Georgia Bulldogs' bus rolling

Friday, January 1, 1904

photo University of Georgia football coach Mark Richt talks to his team before a game in Athens this season.

ATHENS, Ga. -- It has been an interesting journey for the 2011 Georgia Bulldogs, and that's somewhat by design.

Before the season, Georgia's football coaches adopted a bus theme from Jon Gordon's book, "The Energy Bus."

Defensive coordinator Todd Grantham explained following last Saturday's 45-7 defeat of Auburn that the bus represented the optimism for the season and that the headlights represented maintaining focus, whether things went good or bad.

Bulldogs players, who have countered an 0-2 start with eight straight wins, have been feeding off the theme all season.

"It isn't how you drive, it's how you arrive," outside linebacker Jarvis Jones said. "There isn't anything in life given to you, so you've just got to keep pushing and keep improving."

Georgia resembled more of a ditched Dodge Dart than a bus during its 35-21 opening loss to Boise State, which led by three touchdowns on two occasions, but the Bulldogs are one game away from their first trip to the Southeastern Conference championship game since 2005. That one game is Saturday against visiting Kentucky, which has lost its first three SEC road contests this season by a combined 109 points.

Auburn coach Gene Chizik admitted this week that the Bulldogs look nothing like they did at the start of the season, and Kentucky coach Joker Phillips agreed.

"I think they picked out a little page from South Carolina last year," Phillips said. "South Carolina lined up and ran more downhill running plays with the back they had, and you see a lot of similarities in what Georgia is doing with the back that they have this year. You just see a lot more attitude -- downhill, power plays."

Said Chizik: "Without question, from the beginning of the year and the films that we watched to what we experienced last Saturday night, this is a much improved football team. You can't win that many games in a row without being that much better than they were at the beginning of the year."

Scheduling has aided Georgia's success, as the Bulldogs have not had to face LSU, Alabama or Arkansas -- three of the top six teams in the latest BCS standings. And if Alabama defeats Auburn next week, the Bulldogs will go a fourth consecutive regular season without beating an SEC team that finished with a winning league mark.

Yet winning seven straight SEC games in the same season would be a first for the Bulldogs, and it's a scenario few pictured when they lost their league opener, 45-42, to South Carolina on Sept. 10.

"I go back to the locker room after that game," head coach Mark Richt said, "and I basically said, 'Men, just don't put your heads down. Don't lose heart. We've got a chance to be a good team.' I said, 'I left the field feeling encouraged that we have the right stuff.'

"Sometimes you've got to think quick and try and make something up to make guys feel better after the game or to try and help the morale of your team, but that was very heartfelt. I really believed that we had a special group of guys."

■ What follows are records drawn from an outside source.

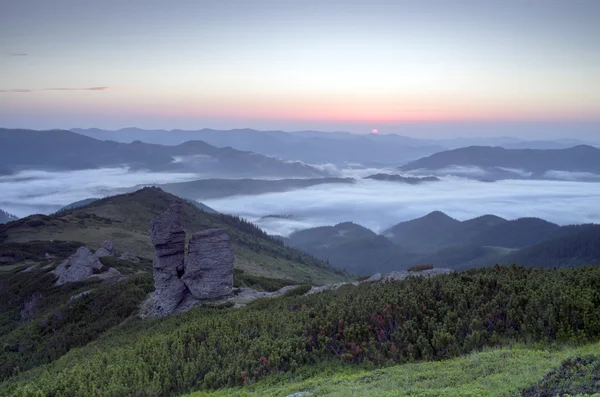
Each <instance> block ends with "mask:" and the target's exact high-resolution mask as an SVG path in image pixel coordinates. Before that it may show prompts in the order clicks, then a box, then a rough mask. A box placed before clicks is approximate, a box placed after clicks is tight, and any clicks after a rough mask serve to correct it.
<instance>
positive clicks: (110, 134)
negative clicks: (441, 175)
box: [73, 128, 445, 165]
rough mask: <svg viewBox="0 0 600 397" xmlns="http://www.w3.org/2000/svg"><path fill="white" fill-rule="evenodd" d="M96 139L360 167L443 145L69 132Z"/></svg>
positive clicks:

Offensive coordinator Mike Bobo said the bus theme was implemented again after that game.

"It didn't matter who wanted to come in or who wanted to get off. It was locked, and we were going to keep playing," he said.

Abry Jones added that the South Carolina loss felt different from other defeats because it wasn't as much about the Gamecocks beating the Bulldogs as the Bulldogs beating themselves.

The next week brought about a 59-0 win over Coastal Carolina, which apparently was anything but a throwaway game.

"The biggest part of this was just winning that first game," punter Drew Butler said. "We had not won a game in 10 months, and that was just dragging people down."

Georgia went from 1-2 to 5-2 by sweeping the SEC's two Mississippi schools and the SEC's two Tennessee schools. The Bulldogs then had an open date before rallying past Florida, a rare win over the Gators that ignited the Bulldogs to surging victories the past two weeks over New Mexico State and Auburn.

By defeating Kentucky, the Bulldogs would set up two consecutive bus trips to Atlanta, one previously scheduled for next week's game at Georgia Tech and another to the Georgia Dome on Dec. 3 with the conference crown at stake.

"To win a championship is great, but it's more about the journey, truthfully," Grantham said. "That's what you're going to remember, the journey."